While the string-ties prowl the East Side, Grand Central Terminal is watched over by soldiers in combat fatigues, wielding semi-automatic rifles. The forest fatigues do little to conceal their presence. One would have thought that SOME-one could have designed faux-marble-patterned togs that would have performed far better in that palatial environment. (Isaac Mizrahi, are you listening?)


Welcome, B-listers!


When New York Mayor Michael Bloomberg throws a party, he obviously makes sure to know his clientele. His timing, however, is less precise. At least that seemed to be the case at last night's giant media bash at the Time-Warner Center, a new palace of consumption sprung from the ashes of the old New York Coliseum at Columbus Circle. In keeping with journalists' reputations as gluttons for free eats, miniaturized versions of various delectables flowed 'til evening's end, along with free booze and free magazines (courtesy of those nice People at Time-Warner). Entertainment ranged from the sages of Jazz at Lincoln Center to men in harlequin-patterned spandex, encased in blue neon and wearing some sort of newfangled curved stilts with jumping springs in them.


Despite her love for spandex, your blogstress could have done without the harlequin-neon-stilt-men, and arrived too fashionably late for the jazzmen (which really is a pity), but did take in a swell act by a troupe called "Street Beats." The Beats perform a variety of prettied-up street arts, from bucket- and trash-can percussion to a form of dance that brings together modern and break-dancing.

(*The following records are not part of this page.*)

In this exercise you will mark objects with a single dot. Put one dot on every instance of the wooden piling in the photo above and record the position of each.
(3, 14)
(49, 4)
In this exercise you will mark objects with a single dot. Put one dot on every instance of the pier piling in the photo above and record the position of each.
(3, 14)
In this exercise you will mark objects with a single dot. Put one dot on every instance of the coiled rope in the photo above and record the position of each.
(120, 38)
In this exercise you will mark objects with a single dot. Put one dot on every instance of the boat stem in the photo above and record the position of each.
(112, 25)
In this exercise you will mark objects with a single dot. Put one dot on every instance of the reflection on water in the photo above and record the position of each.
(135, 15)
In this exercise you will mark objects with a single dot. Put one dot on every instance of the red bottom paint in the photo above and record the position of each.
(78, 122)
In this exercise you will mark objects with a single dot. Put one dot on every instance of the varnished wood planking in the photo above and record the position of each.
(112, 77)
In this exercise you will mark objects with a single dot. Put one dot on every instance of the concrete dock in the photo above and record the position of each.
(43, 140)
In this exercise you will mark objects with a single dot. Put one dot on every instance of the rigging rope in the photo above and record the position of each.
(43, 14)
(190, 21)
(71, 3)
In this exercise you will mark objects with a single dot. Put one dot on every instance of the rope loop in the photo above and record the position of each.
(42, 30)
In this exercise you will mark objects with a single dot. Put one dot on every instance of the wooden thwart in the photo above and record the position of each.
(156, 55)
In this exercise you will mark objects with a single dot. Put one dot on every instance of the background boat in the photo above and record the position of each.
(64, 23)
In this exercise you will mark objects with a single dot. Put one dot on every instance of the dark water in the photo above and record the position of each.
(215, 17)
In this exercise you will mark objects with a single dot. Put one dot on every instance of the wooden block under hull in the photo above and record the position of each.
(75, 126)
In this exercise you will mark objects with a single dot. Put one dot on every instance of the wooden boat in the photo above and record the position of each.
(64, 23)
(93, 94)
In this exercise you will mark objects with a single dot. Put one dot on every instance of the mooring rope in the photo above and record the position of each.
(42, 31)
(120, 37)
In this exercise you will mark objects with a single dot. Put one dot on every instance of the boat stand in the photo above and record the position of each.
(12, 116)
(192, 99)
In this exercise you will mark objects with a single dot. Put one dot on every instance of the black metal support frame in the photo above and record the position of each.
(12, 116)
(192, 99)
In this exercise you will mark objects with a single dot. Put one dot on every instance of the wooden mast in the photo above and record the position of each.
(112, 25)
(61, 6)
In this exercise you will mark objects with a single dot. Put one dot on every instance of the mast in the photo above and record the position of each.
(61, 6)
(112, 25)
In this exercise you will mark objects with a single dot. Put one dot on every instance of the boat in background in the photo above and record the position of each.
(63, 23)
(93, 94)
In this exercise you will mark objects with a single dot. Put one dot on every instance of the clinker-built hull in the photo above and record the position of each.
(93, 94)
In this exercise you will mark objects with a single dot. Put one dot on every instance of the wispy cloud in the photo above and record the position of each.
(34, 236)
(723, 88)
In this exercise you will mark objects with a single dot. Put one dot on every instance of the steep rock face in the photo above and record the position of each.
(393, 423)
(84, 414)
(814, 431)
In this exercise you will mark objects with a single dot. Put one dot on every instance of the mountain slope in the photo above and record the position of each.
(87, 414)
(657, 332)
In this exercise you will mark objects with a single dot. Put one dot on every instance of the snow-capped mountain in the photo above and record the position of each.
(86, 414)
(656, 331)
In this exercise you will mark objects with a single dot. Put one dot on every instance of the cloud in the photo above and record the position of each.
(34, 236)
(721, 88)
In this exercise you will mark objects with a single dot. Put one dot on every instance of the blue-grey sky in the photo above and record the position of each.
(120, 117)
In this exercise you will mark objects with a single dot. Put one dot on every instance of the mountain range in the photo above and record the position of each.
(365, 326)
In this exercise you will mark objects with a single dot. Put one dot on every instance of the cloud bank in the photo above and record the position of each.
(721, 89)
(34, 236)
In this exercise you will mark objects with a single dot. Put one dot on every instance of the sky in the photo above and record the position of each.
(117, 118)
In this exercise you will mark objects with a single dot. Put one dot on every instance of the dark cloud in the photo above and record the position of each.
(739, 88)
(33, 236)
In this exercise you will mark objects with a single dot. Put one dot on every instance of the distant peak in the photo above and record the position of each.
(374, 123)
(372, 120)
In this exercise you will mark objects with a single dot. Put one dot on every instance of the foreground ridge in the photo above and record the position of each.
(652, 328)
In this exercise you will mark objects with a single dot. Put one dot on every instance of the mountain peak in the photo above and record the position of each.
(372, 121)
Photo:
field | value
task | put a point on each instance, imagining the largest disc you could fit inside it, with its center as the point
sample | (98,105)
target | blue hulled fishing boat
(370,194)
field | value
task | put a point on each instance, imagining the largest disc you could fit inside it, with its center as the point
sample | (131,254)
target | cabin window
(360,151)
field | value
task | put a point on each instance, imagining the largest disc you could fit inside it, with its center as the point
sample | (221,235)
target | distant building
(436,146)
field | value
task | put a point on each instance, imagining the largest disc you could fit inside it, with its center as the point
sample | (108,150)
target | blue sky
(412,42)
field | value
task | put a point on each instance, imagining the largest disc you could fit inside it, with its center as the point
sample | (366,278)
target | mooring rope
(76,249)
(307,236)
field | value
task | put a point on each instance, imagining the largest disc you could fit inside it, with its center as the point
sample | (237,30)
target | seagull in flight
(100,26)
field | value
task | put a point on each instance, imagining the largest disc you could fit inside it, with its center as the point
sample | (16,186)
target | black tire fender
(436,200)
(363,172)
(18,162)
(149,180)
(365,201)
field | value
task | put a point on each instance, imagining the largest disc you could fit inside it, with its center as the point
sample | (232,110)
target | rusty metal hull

However fun their schtick is, your cybertrix could not help noting that only one of the players, Earl the bucket-king, is African-American. She spoke for a moment to the group's founder, a young man who calls himself Zoilo, who grew up in Westchester County. That being said, your blogstress admits to having been raised in perhaps the most vanilla town in Northern New Jersey. And that hasn't stopped her from trying to sing like Sarah Vaughan.


As for the timing of things, His Honor was a day early and a few dollars long, as few of the pooh-bahs of Medialand had yet to take up their luxe digs in New York's finer hotels. Our good friend, media maven Mr. Winken Nod, tried to forewarn. "It's only gonna be a bunch of lame producers," he said. He was right. Well, except for Don King.


Though the food was quite good, your blogstress, being a woman of hearty appetites, is not easily satisfied with morsels, preferring instead a full plate of macaroni or, say, half a duck. So she amused herself in other ways.


For this special affair, your cyberscribe donned the classic little black dress to great effect. It never ceases to amaze her how certain iconic garments reflexively turn the heads of unwitting straight men. Old men, middle-aged men, men young enough to be your blogstress's--well, never mind (poolboy?)--they all seemed to take note. (Alas, the young women were notably less impressed.) Just goes to show you how distractible the other sex is by little more than eyeliner and a well-corseted figure. Straight men are easy, they say--except for those complicated, spiritual types. (You know who you are.)